AMY GOODMAN: Wait. First, the lie detector proved what?

JAMES BAMFORD: Exactly. Before he actually called these people in to broadcast this information, obviously the C.I.A. had a big interest in this and the Pentagon had a big interest in this, so the C.I.A. flew a polygraph operator with his machine all the way over to Thailand, Pattaya, Thailand, which is south of Bangkok, and they went into a hotel room, they strapped up al-Haideri, and they asked him all these questions. And they went over and over for hours his allegations regarding weapons of mass destruction in Iraq, and they came away with charts that indicated he was deceptive, that he was lying, that this was not true. And they flew back to Washington and, presumably, assuming this was going to be the end of it. But that was information that was never made public. They didn't broadcast that information.
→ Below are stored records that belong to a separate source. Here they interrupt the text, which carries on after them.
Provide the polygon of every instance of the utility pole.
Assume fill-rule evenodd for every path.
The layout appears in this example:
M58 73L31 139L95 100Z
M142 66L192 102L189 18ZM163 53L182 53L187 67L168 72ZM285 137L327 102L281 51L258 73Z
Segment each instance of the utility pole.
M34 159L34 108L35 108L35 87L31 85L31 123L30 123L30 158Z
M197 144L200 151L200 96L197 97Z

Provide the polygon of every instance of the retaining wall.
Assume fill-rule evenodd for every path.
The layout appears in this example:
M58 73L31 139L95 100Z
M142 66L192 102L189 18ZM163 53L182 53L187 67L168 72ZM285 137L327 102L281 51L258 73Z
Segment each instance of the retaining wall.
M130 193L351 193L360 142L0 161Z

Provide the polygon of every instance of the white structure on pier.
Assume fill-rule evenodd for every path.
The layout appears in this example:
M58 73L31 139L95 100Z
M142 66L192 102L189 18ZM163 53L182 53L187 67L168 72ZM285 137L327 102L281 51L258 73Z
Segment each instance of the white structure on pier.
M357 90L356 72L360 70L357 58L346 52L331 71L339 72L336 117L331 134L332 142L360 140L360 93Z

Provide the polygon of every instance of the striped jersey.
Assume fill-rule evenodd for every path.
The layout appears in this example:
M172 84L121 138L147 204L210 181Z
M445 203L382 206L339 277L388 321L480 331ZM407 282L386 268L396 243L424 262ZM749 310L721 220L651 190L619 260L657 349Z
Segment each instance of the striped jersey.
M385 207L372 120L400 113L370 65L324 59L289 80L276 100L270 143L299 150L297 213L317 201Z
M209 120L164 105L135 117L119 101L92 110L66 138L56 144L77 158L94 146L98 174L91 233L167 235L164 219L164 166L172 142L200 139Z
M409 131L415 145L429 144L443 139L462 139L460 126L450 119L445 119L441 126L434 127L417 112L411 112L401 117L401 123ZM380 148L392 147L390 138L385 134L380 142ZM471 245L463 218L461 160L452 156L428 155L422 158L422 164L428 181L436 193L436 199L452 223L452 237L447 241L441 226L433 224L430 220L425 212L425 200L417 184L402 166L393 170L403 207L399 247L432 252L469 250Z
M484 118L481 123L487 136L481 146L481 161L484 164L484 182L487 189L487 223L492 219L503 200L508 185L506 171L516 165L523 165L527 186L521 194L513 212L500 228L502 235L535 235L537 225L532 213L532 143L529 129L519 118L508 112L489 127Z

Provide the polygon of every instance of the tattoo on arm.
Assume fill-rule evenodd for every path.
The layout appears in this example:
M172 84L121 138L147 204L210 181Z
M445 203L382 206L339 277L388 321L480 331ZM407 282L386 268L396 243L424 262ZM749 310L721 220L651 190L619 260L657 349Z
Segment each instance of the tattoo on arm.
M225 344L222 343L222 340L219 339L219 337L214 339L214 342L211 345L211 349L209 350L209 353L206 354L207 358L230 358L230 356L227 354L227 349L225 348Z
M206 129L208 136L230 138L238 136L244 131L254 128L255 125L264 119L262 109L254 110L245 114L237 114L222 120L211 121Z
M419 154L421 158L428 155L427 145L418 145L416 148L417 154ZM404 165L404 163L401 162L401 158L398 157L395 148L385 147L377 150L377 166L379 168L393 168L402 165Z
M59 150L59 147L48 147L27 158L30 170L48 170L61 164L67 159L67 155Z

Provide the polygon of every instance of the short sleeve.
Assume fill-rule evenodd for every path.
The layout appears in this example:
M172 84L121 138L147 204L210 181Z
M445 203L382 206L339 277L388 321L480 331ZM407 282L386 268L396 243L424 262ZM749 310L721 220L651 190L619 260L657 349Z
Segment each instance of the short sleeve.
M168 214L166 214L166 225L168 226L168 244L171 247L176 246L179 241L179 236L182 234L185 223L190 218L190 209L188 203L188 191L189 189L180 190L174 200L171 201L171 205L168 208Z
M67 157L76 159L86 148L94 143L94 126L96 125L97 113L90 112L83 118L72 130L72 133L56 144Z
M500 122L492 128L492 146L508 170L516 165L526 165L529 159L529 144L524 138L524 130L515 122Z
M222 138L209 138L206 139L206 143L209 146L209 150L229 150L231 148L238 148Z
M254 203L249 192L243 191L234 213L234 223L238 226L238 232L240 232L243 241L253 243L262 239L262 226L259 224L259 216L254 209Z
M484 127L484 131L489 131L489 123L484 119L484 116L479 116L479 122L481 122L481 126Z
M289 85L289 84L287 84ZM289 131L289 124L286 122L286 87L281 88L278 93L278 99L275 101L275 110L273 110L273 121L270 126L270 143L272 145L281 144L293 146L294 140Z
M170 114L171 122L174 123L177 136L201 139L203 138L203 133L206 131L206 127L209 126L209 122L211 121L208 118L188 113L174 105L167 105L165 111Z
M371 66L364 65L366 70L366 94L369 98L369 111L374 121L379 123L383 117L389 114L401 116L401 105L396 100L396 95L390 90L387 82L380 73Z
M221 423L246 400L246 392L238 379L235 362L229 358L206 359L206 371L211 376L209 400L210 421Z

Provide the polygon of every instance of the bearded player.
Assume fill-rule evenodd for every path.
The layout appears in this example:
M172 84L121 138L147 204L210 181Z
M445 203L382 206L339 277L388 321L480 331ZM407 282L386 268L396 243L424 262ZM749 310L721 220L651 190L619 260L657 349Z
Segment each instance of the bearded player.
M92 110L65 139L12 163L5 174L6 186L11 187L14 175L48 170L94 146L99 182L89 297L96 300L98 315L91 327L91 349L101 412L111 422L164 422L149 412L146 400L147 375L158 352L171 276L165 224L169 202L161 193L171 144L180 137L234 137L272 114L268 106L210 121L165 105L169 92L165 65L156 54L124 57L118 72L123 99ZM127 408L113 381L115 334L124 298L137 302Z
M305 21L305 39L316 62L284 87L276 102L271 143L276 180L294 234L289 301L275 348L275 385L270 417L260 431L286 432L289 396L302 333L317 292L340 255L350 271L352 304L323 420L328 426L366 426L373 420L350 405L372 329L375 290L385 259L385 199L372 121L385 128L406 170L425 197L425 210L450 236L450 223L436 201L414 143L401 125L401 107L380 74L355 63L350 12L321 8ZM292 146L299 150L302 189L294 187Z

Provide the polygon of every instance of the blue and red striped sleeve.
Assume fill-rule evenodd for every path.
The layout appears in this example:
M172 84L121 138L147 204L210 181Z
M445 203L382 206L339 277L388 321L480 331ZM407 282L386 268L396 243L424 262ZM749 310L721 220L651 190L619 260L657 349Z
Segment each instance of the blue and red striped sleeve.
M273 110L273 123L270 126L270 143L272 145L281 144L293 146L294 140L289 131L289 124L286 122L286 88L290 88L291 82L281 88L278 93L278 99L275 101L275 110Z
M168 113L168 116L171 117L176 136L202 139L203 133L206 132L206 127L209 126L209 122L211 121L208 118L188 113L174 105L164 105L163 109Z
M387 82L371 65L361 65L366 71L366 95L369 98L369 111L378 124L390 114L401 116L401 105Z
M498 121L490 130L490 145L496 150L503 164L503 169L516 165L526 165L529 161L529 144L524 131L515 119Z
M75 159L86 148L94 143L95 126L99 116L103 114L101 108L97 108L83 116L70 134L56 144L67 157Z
So what happened was the I.N.C. and Chalabi decided to take that bogus information that al-Haideri was giving and broadcast it around the world. So, they called in two journalists. One of the journalists was Judy Miller, who was given the worldwide print exclusive rights to the story.
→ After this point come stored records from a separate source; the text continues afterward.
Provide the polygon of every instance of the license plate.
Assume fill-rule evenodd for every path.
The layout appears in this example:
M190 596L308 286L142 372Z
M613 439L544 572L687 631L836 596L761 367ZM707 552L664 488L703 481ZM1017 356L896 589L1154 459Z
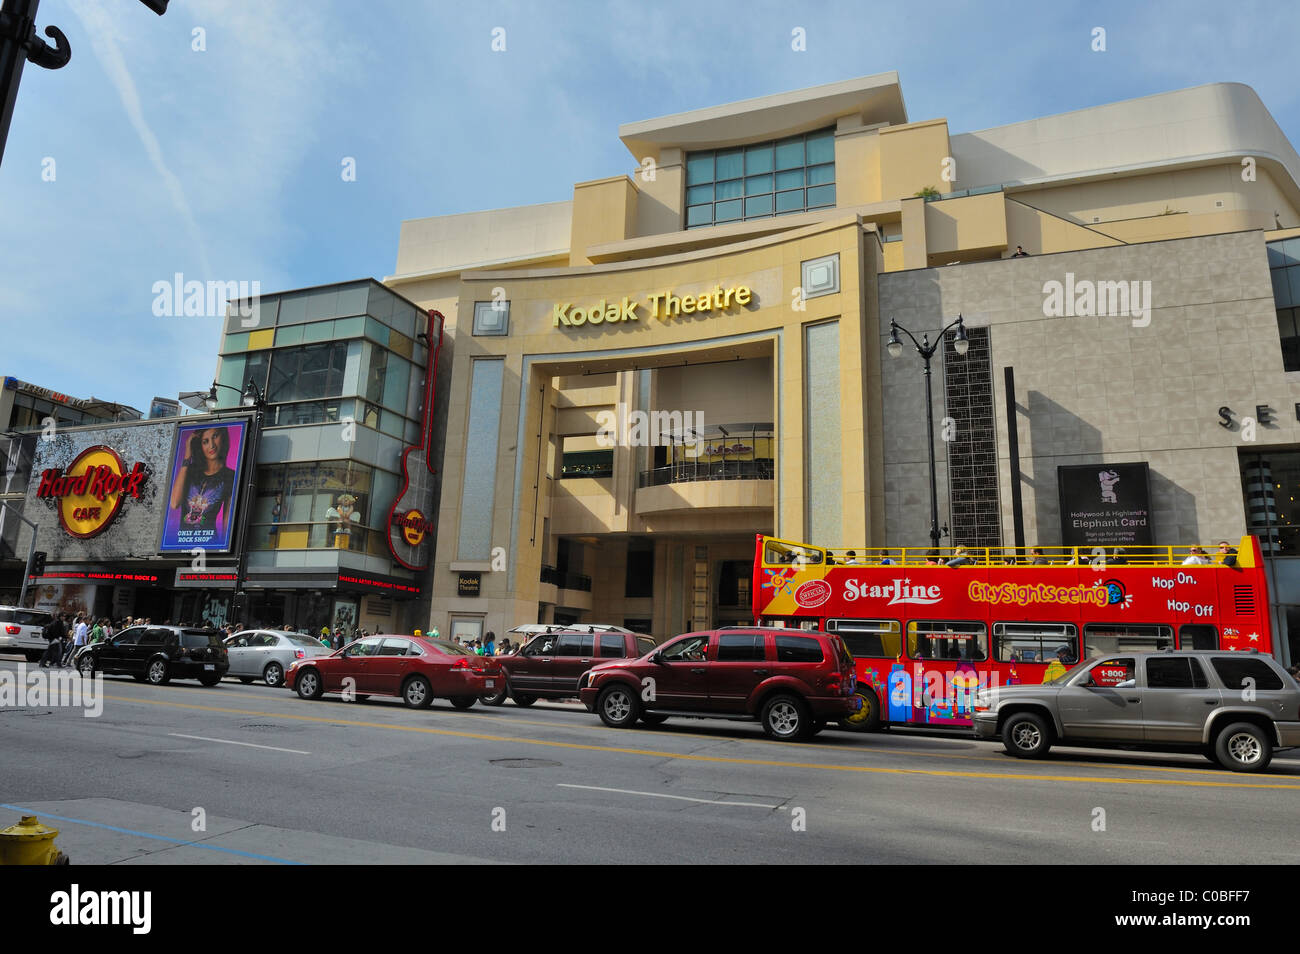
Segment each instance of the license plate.
M496 688L496 680L495 680L495 679L489 679L489 680L487 681L487 687L488 687L489 689L495 689L495 688Z
M203 666L203 668L204 668L204 669L213 669L213 670L215 670L215 669L217 668L217 666L216 666L216 663L205 663L204 666Z

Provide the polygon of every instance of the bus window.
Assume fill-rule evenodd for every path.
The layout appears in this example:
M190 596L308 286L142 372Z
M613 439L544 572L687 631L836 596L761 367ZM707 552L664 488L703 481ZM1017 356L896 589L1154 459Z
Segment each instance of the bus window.
M1178 627L1179 649L1218 649L1219 631L1209 623L1184 623Z
M907 624L907 654L913 659L989 658L988 627L983 623L913 620Z
M854 659L897 659L903 651L896 619L828 619L828 633L838 633Z
M1083 648L1089 656L1159 652L1174 648L1174 630L1172 626L1088 623L1083 627Z
M795 564L797 566L817 565L822 562L822 551L812 547L801 547L794 543L778 543L769 540L763 548L763 562L771 565Z
M1073 666L1079 659L1079 630L1073 623L994 623L993 658L998 662Z

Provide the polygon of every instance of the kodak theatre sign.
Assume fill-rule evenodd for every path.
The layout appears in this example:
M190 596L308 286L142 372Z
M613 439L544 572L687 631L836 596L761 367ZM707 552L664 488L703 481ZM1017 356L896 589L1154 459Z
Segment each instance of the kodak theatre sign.
M670 291L646 296L646 311L649 317L667 321L682 315L702 315L711 311L727 311L737 306L743 308L754 300L754 293L747 285L734 288L713 286L711 292L698 295L682 295L678 298ZM551 311L552 328L577 328L582 325L599 325L602 322L613 324L616 321L638 321L641 316L637 308L641 302L634 301L626 295L620 302L600 301L587 308L575 308L572 302L557 303Z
AMY GOODMAN: And who called her in?

JAMES BAMFORD: Chalabi called her in. Chalabi asked her if she wanted to do the story, and she flew from Washington all the way over to Bangkok to interview al-Haideri.

AMY GOODMAN: Chalabi on the payroll of the C.I.A.?

JAMES BAMFORD: At this time, Chalabi was -- he had been getting money from the C.I.A. up until the mid-1990s, and then he started getting money from the Pentagon after the C.I.A. failed to trust him any more. So, the other journalist that they called in was Paul Moran, who was a journalist working for the Australian Broadcasting Corporation. And what makes this very interesting was how this came about. The people setting this up were members of the I.N.C. whose main goal all along from the very beginning was overthrowing Saddam Hussein anyway possible. And ironically, one of the people they called in, Paul Moran, had formerly worked for the I.N.C., and he had also worked for another company called the Rendon Group.

AMY GOODMAN: Hold it there. We have to break. When we come back, we’ll take a look at the Rendon Group. We are talking to investigative reporter James Bamford, author of A Pretext for War, has just written a piece in Rolling Stone called “The Man Who Sold the War.”